Published on NewsOK Modified: November 30, 2012 at 12:46 pm •  Published: November 30, 2012

PARIS (AP) — His wife is gone (taking her family fortune with her). So is any chance at the French presidency (once considered his to lose). And a large chunk of his dignity has vanished (he still faces a charge of "aggravated pimping").

But second acts come in mysterious ways for French politicians, and the man universally dubbed DSK appears to be making cautious attempts at rehabilitating his professional reputation.

Dominique Strauss-Kahn was once notorious for his ability to accumulate power, money and fame. The former head of the International Monetary Fund, a leading French Socialist and potential presidential candidate, was quick-witted and dapper before he fell spectacularly from grace in 2011 with the rape accusations of a New York hotel maid.
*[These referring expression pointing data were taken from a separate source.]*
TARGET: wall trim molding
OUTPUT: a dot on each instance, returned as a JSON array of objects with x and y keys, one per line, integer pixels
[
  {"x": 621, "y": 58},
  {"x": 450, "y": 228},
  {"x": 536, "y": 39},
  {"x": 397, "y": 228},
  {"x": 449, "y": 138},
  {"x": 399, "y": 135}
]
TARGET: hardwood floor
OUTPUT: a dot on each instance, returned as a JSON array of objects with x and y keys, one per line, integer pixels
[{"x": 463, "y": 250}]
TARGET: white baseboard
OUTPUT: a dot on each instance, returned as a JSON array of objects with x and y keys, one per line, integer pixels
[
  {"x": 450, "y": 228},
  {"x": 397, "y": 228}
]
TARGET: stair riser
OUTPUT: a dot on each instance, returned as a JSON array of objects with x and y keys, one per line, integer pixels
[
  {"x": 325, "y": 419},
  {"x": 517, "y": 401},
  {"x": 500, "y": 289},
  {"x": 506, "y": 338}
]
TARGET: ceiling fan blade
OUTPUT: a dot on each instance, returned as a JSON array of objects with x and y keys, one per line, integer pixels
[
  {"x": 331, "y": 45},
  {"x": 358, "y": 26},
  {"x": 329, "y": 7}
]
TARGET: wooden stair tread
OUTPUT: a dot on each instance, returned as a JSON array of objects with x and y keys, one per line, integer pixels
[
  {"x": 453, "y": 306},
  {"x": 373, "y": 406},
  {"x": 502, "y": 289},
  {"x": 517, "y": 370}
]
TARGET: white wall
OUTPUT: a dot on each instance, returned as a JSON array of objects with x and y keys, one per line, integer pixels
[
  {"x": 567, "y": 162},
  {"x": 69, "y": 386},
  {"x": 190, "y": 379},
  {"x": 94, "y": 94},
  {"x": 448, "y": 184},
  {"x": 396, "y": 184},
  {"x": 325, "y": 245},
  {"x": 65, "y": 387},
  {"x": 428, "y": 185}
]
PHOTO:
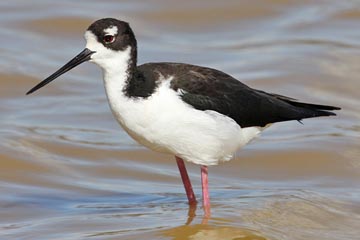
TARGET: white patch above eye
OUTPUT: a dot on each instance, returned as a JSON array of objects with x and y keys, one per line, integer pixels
[{"x": 113, "y": 30}]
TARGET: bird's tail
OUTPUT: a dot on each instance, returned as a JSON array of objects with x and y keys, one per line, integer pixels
[{"x": 310, "y": 109}]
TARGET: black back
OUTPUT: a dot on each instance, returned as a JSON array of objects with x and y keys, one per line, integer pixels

Then a young French writer claimed an attempted rape by him years ago was hushed up by her mother, also a DSK conquest. Then, as an appalled France tried to digest a new image of one of Europe's premier economists, came the revelations of past orgies.

Word of a settlement between Strauss-Kahn, 63, and the hotel maid, Nafissatou Diallo, 33, would close the American case that left his reputation in tatters.

A person familiar with the New York case said that lawyers for Strauss-Kahn and Diallo have made the as-yet-unsigned agreement within recent days, with Bronx Supreme Court Justice Douglas McKeon facilitating. A court date is expected next week, although the day wasn't set, the person said. The person spoke to The Associated Press on condition of anonymity to discuss the private agreement.

Strauss-Kahn's U.S. lawyers said Friday that "the parties have discussed a resolution" but that no settlement has been finalized. His U.S. and French lawyers denied a report in the respected French newspaper Le Monde that Strauss-Kahn would pay $6 million to Diallo.

"By deciding on (a settlement), he's showing that he doesn't believe in his political future," said Philippe Martinat, whose biography of Strauss-Kahn was published a year before the Sofitel hotel encounter in New York. "But he does want to find credibility as an economic expert and be able to share his international experience on a larger stage."

Strauss-Kahn has taken small steps to that end, notably an interview in October in which he demanded "Leave me alone!" before describing his frustration with legal gag orders and his "naive" belief that the French, at least, would understand the libertine life of a man nicknamed "the great seducer." He's started giving speeches at international conferences and reportedly setting up a consulting company in Paris.

"I always believed I could live my personal life as I wanted to," Strauss-Kahn said in the October interview with the magazine Le Point. "Including behavior between freely consenting adults. There are numerous parties for that — you'd be surprised who goes to them. ... I was too out of step with French society for a political leader."